Après l'Allemagne et l'Autriche, c'est au tour de la Pologne de rejeter la demande formulée par Vladimir Poutine de régler les achats de gaz russe en roubles. Le groupe gazier polonais PGNiG a en effet annoncé ce jeudi 24 mars qu'il continuerait à régler ses achats conformément au contrat en cours et refuserait les paiements en roubles réclamés par Moscou.
« On ne voit pas trop une telle possibilité », a dit le président du groupe polonais Pawel Majewski. Et de préciser : « Le contrat, dont je ne peux révéler les détails, fixe le mode de paiement. Il n'est pas prévu qu'une partie puisse le modifier selon son bon vouloir. Nous remplirons ce contrat conformément à nos engagements », a-t-il conclu. Ce contrat en cours, dit « contrat Yamal », expire à la fin de l'année.

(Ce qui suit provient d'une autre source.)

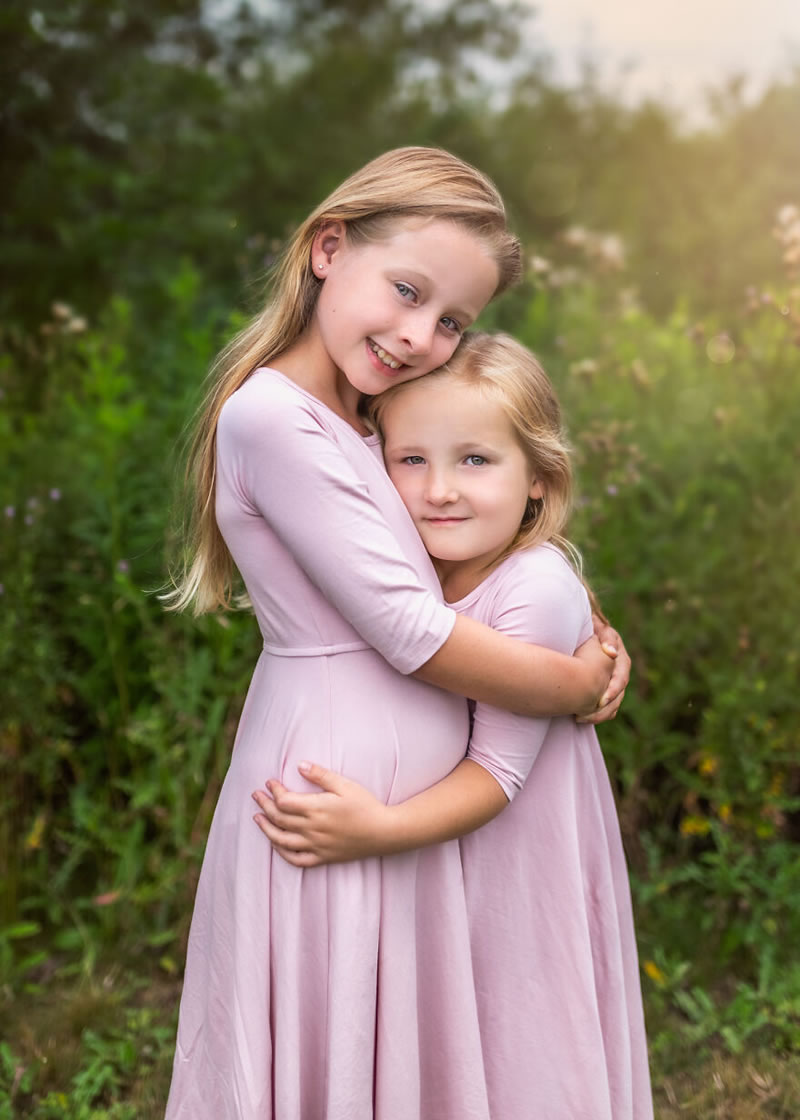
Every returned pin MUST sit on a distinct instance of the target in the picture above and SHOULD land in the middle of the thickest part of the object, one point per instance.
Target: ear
(327, 241)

La veille, le président russe avait annoncé que la Russie n'accepterait plus de paiements en dollars ou en euros pour les livraisons de gaz à l'UE. « J'ai pris la décision de mettre en œuvre un ensemble de mesures pour passer au paiement en roubles de notre gaz livré aux pays hostiles, et de renoncer dans tous les règlements aux devises qui ont été compromises », a prévenu Vladimir Poutine, expliquant qu'il s'agissait d'une réaction au gel des actifs de la Russie en Occident à cause de son offensive en Ukraine. Il a ainsi demandé à la banque centrale et au gouvernement d'établir « dans un délai d'une semaine » le nouveau système qui doit être « clair, transparent » et implique « l'acquisition de roubles sur le marché » russe des changes.

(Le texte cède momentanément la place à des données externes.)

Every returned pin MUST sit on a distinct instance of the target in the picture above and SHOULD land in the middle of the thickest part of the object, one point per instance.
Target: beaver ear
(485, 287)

La Pologne veut « dérussifier » son économie
Le gouvernement polonais a annoncé la semaine dernière vouloir sortir de sa dépendance économique à la Russie. Le Premier ministre polonais Mateusz Morawiecki avait listé une série de mesures dite « bouclier anti-Poutine » destinées selon lui à « dérussifier l'économie polonaise et européenne », mais aussi freiner l'inflation, protéger l'emploi et résister au « chantage gazier » de Moscou.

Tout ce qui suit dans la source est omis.